Claire walked down the quiet, plush hall, around the corner, and hesitated outside the office of the only person she truly considered a friend, Jayne Morgan, the computer genius Dave had a crush on. But Claire didn’t want to abuse her friendship, and she hated asking anyone for favors. This was her problem; she would handle it the way she preferred to handle all her personal problems: alone. Still, she peeked in and was both relieved and disappointed that Jayne wasn’t in.
She sat at her desk and quickly wrote up the report on the Holman arson investigation, scanned in Pete Jackson’s report, her interview with Holman, and what she’d learned from her informants about the medical supplies on the black market. She sent the whole report to Henry.
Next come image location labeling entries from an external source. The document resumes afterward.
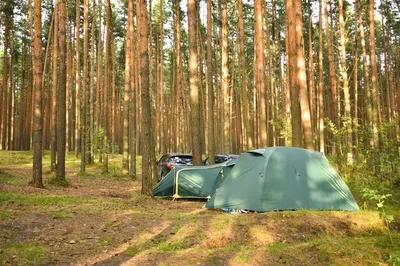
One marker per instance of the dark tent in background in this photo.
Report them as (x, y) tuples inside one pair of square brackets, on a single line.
[(193, 181), (282, 178)]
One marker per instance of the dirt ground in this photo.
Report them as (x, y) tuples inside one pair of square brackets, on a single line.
[(103, 220)]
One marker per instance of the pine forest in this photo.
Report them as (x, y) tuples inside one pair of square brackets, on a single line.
[(109, 82)]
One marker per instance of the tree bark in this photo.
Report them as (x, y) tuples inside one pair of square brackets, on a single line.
[(78, 93), (53, 115), (127, 89), (210, 88), (38, 123), (259, 79), (147, 160), (194, 89), (347, 109), (321, 81), (61, 93)]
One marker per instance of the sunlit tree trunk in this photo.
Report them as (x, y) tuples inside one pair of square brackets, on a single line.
[(127, 89), (132, 107), (321, 81), (61, 92), (243, 80), (347, 109), (77, 79), (4, 90), (147, 160), (106, 88), (332, 70), (311, 89), (259, 79), (210, 88), (194, 89), (225, 79), (53, 115), (366, 91), (291, 70), (92, 87), (375, 96), (37, 74)]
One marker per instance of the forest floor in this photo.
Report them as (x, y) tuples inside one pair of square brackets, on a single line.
[(103, 220)]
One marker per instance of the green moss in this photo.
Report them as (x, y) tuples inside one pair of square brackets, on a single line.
[(60, 215), (44, 200), (133, 250), (276, 246), (24, 254), (175, 245)]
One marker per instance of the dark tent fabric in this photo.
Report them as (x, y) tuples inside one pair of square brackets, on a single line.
[(192, 181), (283, 178)]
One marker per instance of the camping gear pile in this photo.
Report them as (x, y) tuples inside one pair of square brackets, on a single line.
[(276, 178)]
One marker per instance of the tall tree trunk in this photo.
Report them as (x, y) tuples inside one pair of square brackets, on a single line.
[(243, 80), (292, 82), (53, 115), (159, 83), (106, 88), (61, 94), (3, 93), (99, 73), (332, 70), (210, 88), (259, 85), (311, 89), (147, 160), (321, 81), (127, 89), (92, 87), (366, 92), (194, 89), (375, 96), (38, 123), (11, 96), (132, 118), (302, 82), (78, 80), (347, 109), (85, 89)]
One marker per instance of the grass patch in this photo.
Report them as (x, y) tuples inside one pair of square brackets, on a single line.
[(6, 214), (58, 182), (108, 241), (24, 254), (276, 246), (6, 177), (175, 245), (355, 250), (132, 251), (85, 174), (15, 157), (60, 215), (44, 200)]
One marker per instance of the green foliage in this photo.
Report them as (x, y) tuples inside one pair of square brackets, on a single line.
[(394, 258), (171, 246), (379, 200), (60, 215), (24, 254), (37, 199), (58, 182), (15, 157), (99, 145)]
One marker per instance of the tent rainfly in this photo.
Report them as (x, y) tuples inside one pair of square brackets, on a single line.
[(193, 181), (283, 178)]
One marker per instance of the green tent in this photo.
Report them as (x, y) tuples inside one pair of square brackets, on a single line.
[(193, 181), (283, 178)]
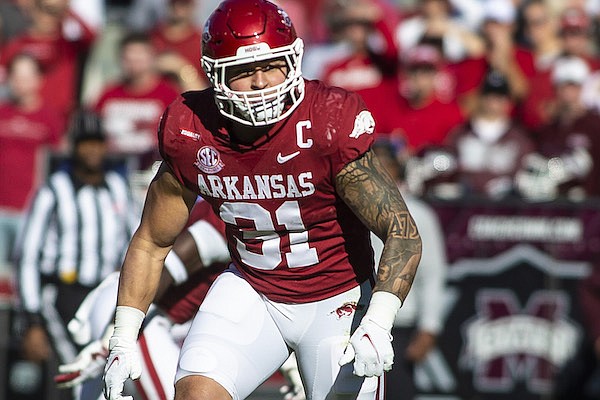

Claire then logged in to the Rogan-Caruso system and the world appeared at her fingertips. Jayne had created the intensive computer system which pulled public records and archived information from the Internet into a powerful database, which could be combined with secured data maintained internally or through their memberships and associations.
She typed in “Frank Lowe Sacramento,” figuring that if Lowe was involved somehow with Chase Taverton fifteen years ago it would have been local. She could expand the search if nothing came up.
Immediately, more than a dozen Frank Lowes popped up. She wished she had more to go on because she didn’t know which Lowe was the man Maddox had referred to. There had to be a better way to weed out the information.
She surmised that if this Lowe knew anything about Chase Taverton and the murders, he’d have been in Sacramento County in the early 1990s. That eliminated two potentials. Next she looked at ages. One Lowe had been a child in the early ’90s. She took him out.